“Better than what I had before…’cause I didn’t have anyone before,” he said, pushing his half-empty plate away. He’d eaten more in the past half hour than he had in the past two days, and his stomach rebelled at shoving any more into it. “Frank was… kind of like just there. He’d tell me kind of what to do, how to get what I needed. Shit, when he found out I liked the drums, he hooked me up with all kinds of guys to teach me.”
“What about school? No college?” Connor chewed another mouthful and glanced at Forest’s plate. “You going to finish that?”
“Hell, no. You want it?” At Connor’s nod, he pushed the plate farther over.
“Thanks,” Connor said as he scraped Forest’s leftovers onto his plate. “So school?”
“Yeah, school,” Forest snorted. “I went. Kind of. I pulled a GED as soon as I could, then got out. College isn’t something I wanted to hook up into. I could barely go to high school. My head’s too busy. Too much damned noise, you know?”
How could he tell the cop about how he’d sit in class and hear the tap of feet on the floor and get frustrated from the lack of pattern? Even the scrape of markers on a whiteboard shattered his focus, especially when his history teacher bent over to pick up a dropped pen. The man’s ass had been extraordinary, and Forest couldn’t remember how many times he’d prayed for an earthquake to jostle the markers to the floor during a test.
Frank got it—the lack of focus on things Forest couldn’t get to stick in his head—and he’d been understanding when Forest trotted home a report card with a full range of the alphabet. He’d been great at math, aced the two business classes he’d taken, but the rest of it was crap. Even the music classes were a struggle from the moment he walked through the door and found his teacher had a fierce disdain for blues rhythms.
Forest watched in silent amazement as Connor reached for the pan of fried potatoes and helped himself to another two spoonfuls. “Hungry?”
“It’s been a long day,” the man grunted. “There wasn’t any sign of meth in the prelim lab tests, and the only Marshall we could shake out of the grapevine turned out to be a guy who’d been popped for possession a few days before.
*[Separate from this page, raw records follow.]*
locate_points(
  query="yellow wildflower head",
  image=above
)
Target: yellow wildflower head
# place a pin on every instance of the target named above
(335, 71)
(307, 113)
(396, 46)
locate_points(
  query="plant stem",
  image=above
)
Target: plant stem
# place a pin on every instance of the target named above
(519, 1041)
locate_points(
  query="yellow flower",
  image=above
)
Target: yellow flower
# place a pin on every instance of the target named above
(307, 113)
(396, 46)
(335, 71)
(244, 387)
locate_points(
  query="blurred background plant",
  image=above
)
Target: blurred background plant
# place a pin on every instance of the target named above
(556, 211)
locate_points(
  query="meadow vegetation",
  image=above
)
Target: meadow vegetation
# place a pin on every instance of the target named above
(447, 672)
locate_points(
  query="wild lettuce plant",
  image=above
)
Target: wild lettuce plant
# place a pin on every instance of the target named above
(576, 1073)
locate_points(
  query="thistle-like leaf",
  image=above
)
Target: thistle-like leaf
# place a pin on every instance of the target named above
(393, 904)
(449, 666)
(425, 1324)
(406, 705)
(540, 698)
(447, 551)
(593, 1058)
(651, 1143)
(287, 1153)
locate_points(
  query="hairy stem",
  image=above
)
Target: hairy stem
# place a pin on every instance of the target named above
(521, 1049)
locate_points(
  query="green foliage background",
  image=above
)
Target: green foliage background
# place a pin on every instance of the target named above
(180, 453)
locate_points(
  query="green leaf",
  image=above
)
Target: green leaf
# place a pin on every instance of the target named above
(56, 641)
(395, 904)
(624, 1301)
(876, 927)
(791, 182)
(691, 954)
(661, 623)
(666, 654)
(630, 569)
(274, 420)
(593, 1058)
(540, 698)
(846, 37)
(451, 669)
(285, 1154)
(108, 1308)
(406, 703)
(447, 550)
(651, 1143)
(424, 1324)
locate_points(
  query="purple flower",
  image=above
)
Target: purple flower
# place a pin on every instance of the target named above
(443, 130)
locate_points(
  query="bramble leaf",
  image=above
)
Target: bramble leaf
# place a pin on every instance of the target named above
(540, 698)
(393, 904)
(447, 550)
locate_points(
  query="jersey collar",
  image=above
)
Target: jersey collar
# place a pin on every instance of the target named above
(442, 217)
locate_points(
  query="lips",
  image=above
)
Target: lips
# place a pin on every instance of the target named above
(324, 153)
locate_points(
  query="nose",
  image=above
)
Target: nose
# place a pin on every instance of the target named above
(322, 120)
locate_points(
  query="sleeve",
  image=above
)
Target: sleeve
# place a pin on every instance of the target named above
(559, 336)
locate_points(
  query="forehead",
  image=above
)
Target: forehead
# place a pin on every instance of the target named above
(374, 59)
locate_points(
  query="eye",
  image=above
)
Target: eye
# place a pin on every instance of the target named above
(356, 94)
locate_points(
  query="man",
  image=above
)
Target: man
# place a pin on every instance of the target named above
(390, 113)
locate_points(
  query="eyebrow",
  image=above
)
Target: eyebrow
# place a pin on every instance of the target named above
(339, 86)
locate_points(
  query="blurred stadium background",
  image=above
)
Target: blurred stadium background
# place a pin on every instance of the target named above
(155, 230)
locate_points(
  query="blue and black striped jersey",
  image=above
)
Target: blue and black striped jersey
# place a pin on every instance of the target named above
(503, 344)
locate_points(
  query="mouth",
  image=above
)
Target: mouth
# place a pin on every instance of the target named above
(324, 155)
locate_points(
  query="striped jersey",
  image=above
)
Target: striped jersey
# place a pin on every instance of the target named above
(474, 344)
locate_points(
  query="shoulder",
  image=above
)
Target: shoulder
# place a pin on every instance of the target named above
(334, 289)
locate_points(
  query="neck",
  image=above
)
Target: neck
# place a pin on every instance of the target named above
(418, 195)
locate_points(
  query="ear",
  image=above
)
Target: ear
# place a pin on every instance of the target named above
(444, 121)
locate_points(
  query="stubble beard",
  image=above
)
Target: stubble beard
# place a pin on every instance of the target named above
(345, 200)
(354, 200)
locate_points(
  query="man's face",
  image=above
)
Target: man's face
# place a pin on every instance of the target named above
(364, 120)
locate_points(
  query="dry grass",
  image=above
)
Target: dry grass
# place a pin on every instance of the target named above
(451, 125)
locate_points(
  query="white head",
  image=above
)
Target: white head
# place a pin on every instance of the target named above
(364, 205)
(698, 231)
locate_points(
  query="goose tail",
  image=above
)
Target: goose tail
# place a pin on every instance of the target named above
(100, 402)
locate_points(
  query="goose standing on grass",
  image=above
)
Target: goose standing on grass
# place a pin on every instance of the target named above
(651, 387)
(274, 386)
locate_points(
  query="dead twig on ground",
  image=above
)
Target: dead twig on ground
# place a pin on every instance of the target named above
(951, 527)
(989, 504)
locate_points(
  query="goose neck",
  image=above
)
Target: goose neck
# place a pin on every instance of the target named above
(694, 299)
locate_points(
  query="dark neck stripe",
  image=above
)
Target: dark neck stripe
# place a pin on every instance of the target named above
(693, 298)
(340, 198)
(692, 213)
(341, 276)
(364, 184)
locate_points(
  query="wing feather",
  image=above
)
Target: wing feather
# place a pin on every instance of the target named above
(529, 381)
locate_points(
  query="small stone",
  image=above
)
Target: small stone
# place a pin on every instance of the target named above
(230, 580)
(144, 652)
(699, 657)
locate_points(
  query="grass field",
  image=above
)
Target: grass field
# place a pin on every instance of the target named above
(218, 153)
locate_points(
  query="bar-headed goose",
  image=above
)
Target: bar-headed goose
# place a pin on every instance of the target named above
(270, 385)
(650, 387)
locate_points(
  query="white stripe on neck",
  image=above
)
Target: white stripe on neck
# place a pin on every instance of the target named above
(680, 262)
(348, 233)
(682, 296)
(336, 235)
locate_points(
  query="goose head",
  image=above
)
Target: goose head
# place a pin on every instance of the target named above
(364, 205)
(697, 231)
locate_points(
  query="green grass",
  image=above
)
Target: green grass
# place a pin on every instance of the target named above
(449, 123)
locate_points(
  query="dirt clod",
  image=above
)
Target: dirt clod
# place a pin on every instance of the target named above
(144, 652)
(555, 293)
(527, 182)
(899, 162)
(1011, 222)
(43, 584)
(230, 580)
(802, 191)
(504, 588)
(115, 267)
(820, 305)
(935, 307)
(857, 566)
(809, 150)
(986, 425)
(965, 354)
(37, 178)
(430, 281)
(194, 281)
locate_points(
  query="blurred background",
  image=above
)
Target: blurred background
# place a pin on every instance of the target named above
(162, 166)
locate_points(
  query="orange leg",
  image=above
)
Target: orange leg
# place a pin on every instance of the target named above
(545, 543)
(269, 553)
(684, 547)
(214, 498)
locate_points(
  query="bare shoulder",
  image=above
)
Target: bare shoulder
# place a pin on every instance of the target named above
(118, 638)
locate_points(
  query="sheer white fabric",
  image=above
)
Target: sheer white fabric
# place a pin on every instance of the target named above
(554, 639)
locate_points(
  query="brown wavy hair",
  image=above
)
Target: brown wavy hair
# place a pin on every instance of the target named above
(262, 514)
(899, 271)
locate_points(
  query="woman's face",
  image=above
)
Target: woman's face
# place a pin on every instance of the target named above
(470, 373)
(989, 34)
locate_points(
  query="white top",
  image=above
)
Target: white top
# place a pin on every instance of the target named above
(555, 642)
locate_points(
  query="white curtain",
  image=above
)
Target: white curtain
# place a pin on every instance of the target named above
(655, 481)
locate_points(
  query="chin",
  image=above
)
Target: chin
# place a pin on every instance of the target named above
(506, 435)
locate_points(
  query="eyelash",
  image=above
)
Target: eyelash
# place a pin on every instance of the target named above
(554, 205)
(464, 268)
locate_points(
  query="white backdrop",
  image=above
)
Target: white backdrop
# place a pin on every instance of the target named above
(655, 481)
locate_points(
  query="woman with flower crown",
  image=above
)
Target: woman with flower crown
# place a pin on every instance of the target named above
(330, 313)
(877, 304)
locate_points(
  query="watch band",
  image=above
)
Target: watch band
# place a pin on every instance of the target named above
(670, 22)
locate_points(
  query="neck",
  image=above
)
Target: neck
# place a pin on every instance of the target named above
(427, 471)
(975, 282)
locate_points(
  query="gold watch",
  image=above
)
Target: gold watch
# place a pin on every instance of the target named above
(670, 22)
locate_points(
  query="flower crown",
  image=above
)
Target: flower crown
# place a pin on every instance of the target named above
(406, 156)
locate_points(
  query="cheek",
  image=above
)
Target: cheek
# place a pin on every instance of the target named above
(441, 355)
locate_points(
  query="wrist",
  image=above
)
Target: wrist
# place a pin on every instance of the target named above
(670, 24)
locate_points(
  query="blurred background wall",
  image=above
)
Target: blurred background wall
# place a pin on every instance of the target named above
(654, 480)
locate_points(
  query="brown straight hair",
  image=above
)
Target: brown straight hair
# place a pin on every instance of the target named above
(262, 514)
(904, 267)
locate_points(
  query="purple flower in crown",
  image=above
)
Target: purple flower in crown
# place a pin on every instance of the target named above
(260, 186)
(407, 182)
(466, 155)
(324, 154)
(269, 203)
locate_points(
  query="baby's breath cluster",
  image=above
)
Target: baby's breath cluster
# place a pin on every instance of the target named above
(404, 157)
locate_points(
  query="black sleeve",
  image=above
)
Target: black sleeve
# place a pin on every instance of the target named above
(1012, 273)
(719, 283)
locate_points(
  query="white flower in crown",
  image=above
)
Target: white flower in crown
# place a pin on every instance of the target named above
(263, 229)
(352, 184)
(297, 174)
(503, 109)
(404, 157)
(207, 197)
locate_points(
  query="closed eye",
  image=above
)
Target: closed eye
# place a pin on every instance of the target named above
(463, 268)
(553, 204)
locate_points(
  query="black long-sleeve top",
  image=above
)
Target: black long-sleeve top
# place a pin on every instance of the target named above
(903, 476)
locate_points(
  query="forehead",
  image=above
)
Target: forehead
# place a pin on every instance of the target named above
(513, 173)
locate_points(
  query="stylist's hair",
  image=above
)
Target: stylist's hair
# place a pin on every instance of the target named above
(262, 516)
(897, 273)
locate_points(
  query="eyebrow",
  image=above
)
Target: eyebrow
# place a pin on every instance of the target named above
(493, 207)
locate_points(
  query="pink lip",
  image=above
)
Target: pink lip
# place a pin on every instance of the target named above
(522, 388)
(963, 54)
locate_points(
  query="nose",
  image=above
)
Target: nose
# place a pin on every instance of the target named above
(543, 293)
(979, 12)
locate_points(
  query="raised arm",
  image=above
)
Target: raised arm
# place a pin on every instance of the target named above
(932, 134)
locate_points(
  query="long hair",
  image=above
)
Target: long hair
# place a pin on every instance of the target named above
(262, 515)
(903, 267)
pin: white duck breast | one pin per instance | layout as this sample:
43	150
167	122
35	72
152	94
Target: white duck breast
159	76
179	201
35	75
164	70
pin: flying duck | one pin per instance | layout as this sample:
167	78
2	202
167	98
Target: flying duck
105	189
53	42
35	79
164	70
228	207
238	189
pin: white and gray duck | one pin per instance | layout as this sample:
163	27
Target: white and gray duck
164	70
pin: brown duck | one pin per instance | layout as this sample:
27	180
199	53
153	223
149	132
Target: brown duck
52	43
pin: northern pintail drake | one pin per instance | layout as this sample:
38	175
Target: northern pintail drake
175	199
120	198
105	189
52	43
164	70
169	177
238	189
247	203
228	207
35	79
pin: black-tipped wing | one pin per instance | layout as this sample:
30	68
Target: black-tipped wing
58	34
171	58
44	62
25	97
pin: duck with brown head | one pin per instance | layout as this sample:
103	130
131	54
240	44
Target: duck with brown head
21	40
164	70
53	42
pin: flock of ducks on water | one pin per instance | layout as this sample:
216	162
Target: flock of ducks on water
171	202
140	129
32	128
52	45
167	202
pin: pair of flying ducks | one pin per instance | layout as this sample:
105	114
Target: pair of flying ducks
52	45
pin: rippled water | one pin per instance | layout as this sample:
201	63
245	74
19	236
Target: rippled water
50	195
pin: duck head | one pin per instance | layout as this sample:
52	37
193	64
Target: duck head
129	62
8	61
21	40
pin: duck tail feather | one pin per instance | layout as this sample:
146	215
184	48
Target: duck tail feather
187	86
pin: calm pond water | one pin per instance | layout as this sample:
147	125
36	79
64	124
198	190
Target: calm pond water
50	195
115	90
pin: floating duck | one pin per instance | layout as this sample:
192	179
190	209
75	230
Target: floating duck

So either it was a case of mistaken identity or something else. I’m guessing something else because someone went through a hell of a lot of trouble to murder your da and then either hide it or cause some major shit around it. The question is who did it?”
“You said the guy who tipped you guys off is missing. Think he knows?”
“Don’t know,” Connor replied ruefully. “I’d like to tell you we’ll find him, but guys like him crawl back into the sewers like roaches when the lights are on.”
“Yeah, I know how that is,” he mumbled. There’d been a time when he was a roach. Now Forest wasn’t exactly sure where he stood in the sewer food chain, but the light didn’t bother him as much anymore. “This other inspector—the not your sister one—is she even looking?”
“Truthfully, downstairs is a crime scene now too, but it’s Kiki’s. You’re better off with her and Duarte.” Connor pointed to the frying pan in front of him. “Eat some bacon at least. You look like you need a couple of pounds on you.”
“Dude, I’m too full. Not even one thin mint hungry,” he complained back, pulling up his shirt to pat his stomach. “If I’m lucky, the whiskey’ll just go around it and get me drunk.”
He didn’t miss Connor’s glance at his stomach nor the man’s nostrils flaring. Tugging his shirt back down, Forest wondered if Connor thought he was hitting on him. Unable to think of anything to say, he reached for his glass and drained it, letting the whiskey burn through him.
“You can take the futon,” Forest offered, glancing over his shoulder at his living space. “I can move some of the kit to the side. I’ve got a roll of foam and a sleeping bag in the closet. I can crash on that.”
“Nah, I’ll take the floor.” Connor stood up and began to stack the dishes. Forest reached to help, but the man shook him off. “I’ll go wash the dishes, and then we can polish off that whiskey. Maybe I’ll even teach you some Gaelic.”
“But—”
“Let me do this, Forest,” the man rumbled. “Just this once, let someone else help you.”
“What? And get used to that?” He tried to laugh it off and moved to take the plate from Connor’s hand, but the man gently pushed him back onto the barstool.
“Yeah, maybe you should,” Connor murmured. “Maybe it’s time you learned what it’s like to be taken care of.”
Chapter 6
Kid’s good, Miki. Young but good. Frank’s finally got a decent drummer in here.
Yeah, Dave. He’s okay.
Keeps up with me fine. He could be your drummer after we hit it big and I go raise llamas or something.
You’re not going anywhere. And who the fuck in their right mind wants to raise llamas? They look like they’ll bite your head right off.
—Conversations at the Sound
THE LONG-GONE morning after the shooting, pancakes, and unrequited lust, Forest had woken up alone. Alone with two empty whiskey bottles, an empty sleeping bag smelling of Irish cop and bacon. His dick was rock hard, and it clearly remembered being so close to that cop but having nothing done to it.